Esta última opción le pareció la mejor, al fin y al cabo las
miradas de un trasgo nunca mataron a nadie, por muy babosas y malignas que
fueran, y seguro que la cosa no pasaría de allí. Y trasgo seria, si, pero
trasgo bien hecho.
Cuando ya tenía el cordón que sujetaban las protecciones
entre sus dedos dispuesta a enfrentase a la misión a pecho descubierto. Ocurrió
lo inimaginable.
Saliendo de las reverberaciones del aire calentado por
infierno amarillo de la arena,
Apareció un hombre, de tez oscura, pelo rizado. Un hombre proveniente
de las tierras del ecuatoriales del sur, allende el toxico mar.
Ese hombre grito una maldición, un aullido que hizo desmoronarse
todo plan previo..
-- ¡Bombó helao, bombó helao! -
Todo se descontrolo.
Una de sus criaturas salió corriendo colándose entre la
enorme orca, y su pariente calvo.
-- ¡Mama! me voy a bañar – y desapareció entre las informes
cantidades de carne de ambos orcos.
La otra criatura, mas pequeña se agarro de su pareo, pidiendo:
-- Mama, quiero un helado –
Con tal fuerza se agarro que lo arranco, provocando una
mirada del trasgo hacia el espacio entre sus piernas y su abdomen. Lo cual
provoco otra distracción en su pensamiento que pudo ser fatal.
--¿Iré bien depilada? –
Pero aun así podía salvar la misión, llamo de forma
amenazante al duende mayor, ignoro a la duende pequeña mientras le asía fuerte
de la mano.
Pero, desde el muro que separaba el infierno, del paseo con raquíticas
palmeras que jamás conocerían gloria, solo maldad.

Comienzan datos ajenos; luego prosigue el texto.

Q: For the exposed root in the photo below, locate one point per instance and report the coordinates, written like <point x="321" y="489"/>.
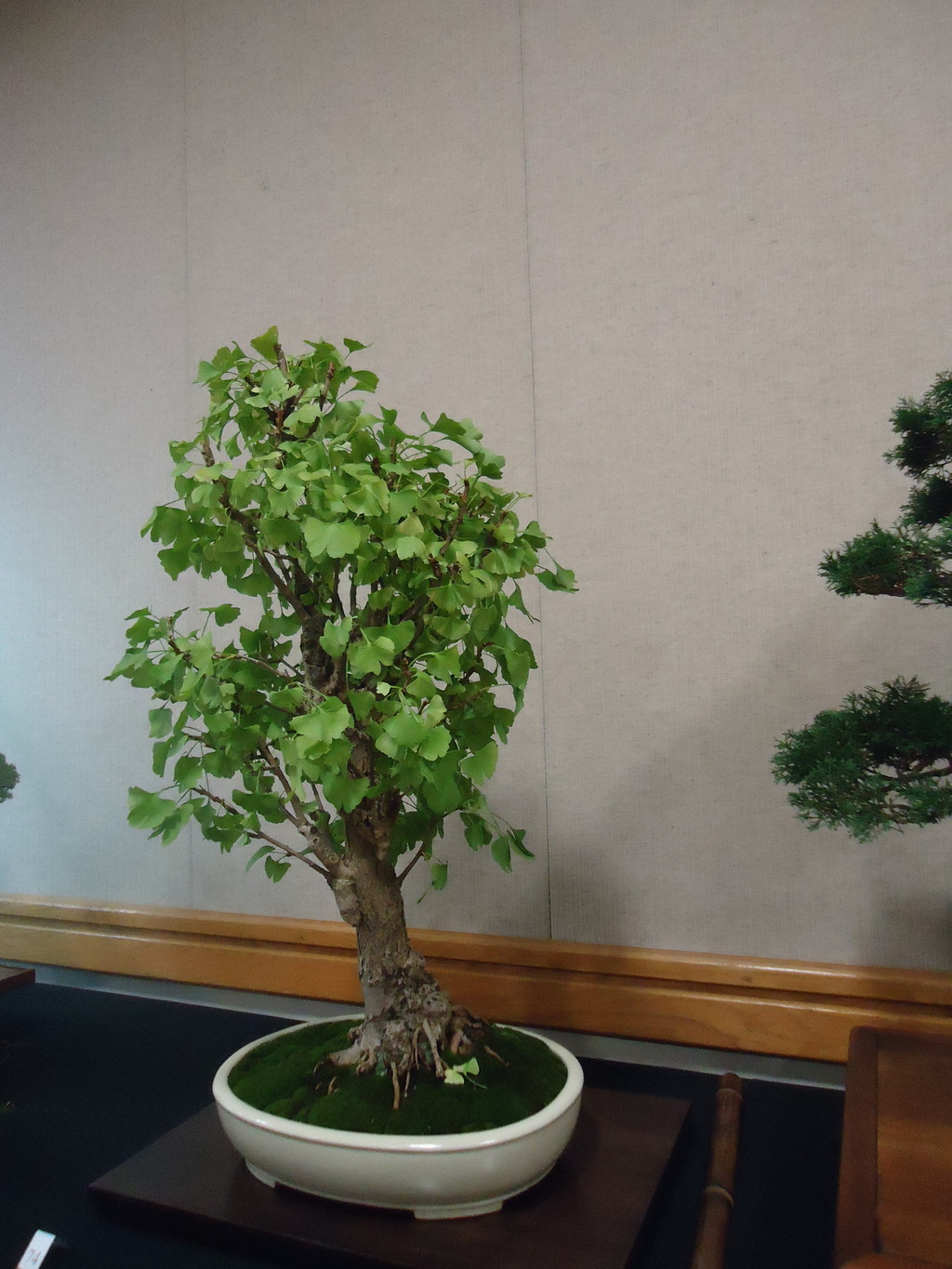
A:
<point x="405" y="1045"/>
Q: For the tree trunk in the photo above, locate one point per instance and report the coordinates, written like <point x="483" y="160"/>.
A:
<point x="407" y="1017"/>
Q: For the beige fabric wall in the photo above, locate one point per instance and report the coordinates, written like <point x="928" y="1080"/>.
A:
<point x="677" y="259"/>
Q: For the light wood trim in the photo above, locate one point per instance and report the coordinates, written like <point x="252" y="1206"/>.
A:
<point x="789" y="1008"/>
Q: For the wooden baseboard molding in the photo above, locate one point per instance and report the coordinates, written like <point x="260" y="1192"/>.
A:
<point x="788" y="1008"/>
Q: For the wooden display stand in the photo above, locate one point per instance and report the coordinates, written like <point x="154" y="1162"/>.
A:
<point x="895" y="1191"/>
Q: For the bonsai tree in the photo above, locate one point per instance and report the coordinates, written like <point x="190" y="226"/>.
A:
<point x="362" y="705"/>
<point x="7" y="778"/>
<point x="883" y="759"/>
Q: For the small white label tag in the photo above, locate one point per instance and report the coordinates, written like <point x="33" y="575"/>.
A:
<point x="35" y="1252"/>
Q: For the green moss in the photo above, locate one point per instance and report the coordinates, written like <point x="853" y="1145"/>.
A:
<point x="292" y="1077"/>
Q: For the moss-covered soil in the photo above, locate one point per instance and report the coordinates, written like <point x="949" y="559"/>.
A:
<point x="292" y="1077"/>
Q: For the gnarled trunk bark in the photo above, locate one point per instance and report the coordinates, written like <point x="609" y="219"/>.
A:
<point x="407" y="1017"/>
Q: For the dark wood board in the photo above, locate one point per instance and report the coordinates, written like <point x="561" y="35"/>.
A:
<point x="588" y="1212"/>
<point x="13" y="977"/>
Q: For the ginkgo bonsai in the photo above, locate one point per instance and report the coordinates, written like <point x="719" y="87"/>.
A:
<point x="883" y="759"/>
<point x="362" y="705"/>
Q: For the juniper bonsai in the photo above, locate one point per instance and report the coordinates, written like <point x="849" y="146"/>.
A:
<point x="340" y="726"/>
<point x="9" y="777"/>
<point x="883" y="759"/>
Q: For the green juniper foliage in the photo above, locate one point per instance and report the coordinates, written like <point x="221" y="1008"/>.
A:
<point x="7" y="778"/>
<point x="381" y="669"/>
<point x="883" y="759"/>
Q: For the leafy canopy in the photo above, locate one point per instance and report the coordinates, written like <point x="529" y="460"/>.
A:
<point x="883" y="759"/>
<point x="381" y="669"/>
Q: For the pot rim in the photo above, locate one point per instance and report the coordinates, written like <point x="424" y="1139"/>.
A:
<point x="441" y="1143"/>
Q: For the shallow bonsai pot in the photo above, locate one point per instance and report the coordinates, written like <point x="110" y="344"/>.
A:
<point x="437" y="1178"/>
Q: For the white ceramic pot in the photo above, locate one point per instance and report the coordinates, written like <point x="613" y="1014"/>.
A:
<point x="437" y="1178"/>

Otro hombre, el otro
responsable de sus criaturas le grito:
- ¡Marian! No bajo a la playa, que me he encontrado a un
antiguo compañero de colegio y me voy a tomar algo con el –
Ella le miro, intentando que por sus ojos saliera aquel
fuego que brotaba de las arenas, y abrasaba sus pies.
Pero solo le salió una frase
-- ¡Vete a la mierda! –
Tal fuerza tuvo el grito, que hizo sacar la mirada de la
orca ingente de la revista, que hizo que el duende mayor desistiera de su propósito
de bautismo mugriento en el mar.
Cogió ambos duendes de la mano, dio media vuelta y se dirigió
de nuevo al paseo.
Ya solo un pensamiento ocupaba su cabeza.
-- Mañana mismo a la Comarca-Madrid, y después al chalet de
mi hermano en Rivendell-Galapagar, con su ridícula piscina. Y si hay que
aguantar a la puta elfa de mi cuñada, diciendo lo bien que cocina, lo bien que
tiene a sus hijos, lo bien que hace la compra y hasta lo bien que folla, ¡se
aguanta! Pero nunca más volvería a la tierra de Mordor-Benidorm –
Ni siquiera para salvar el anillo que aún conservaba en su
dedo, y que pensaba arrojar este mismo otoño a los fuegos del destino.
Allí sobre la arena, quedo el pareo de tantos colores,
comprado con la ilusión de todo un año de unas vacaciones que fueran distintas
a lo cotidiano y vulgar de su vida.
Allí quedo para que lo disputaran como hienas la carroña,
orcos, trasgos, y demás habitantes de la tierra del mal.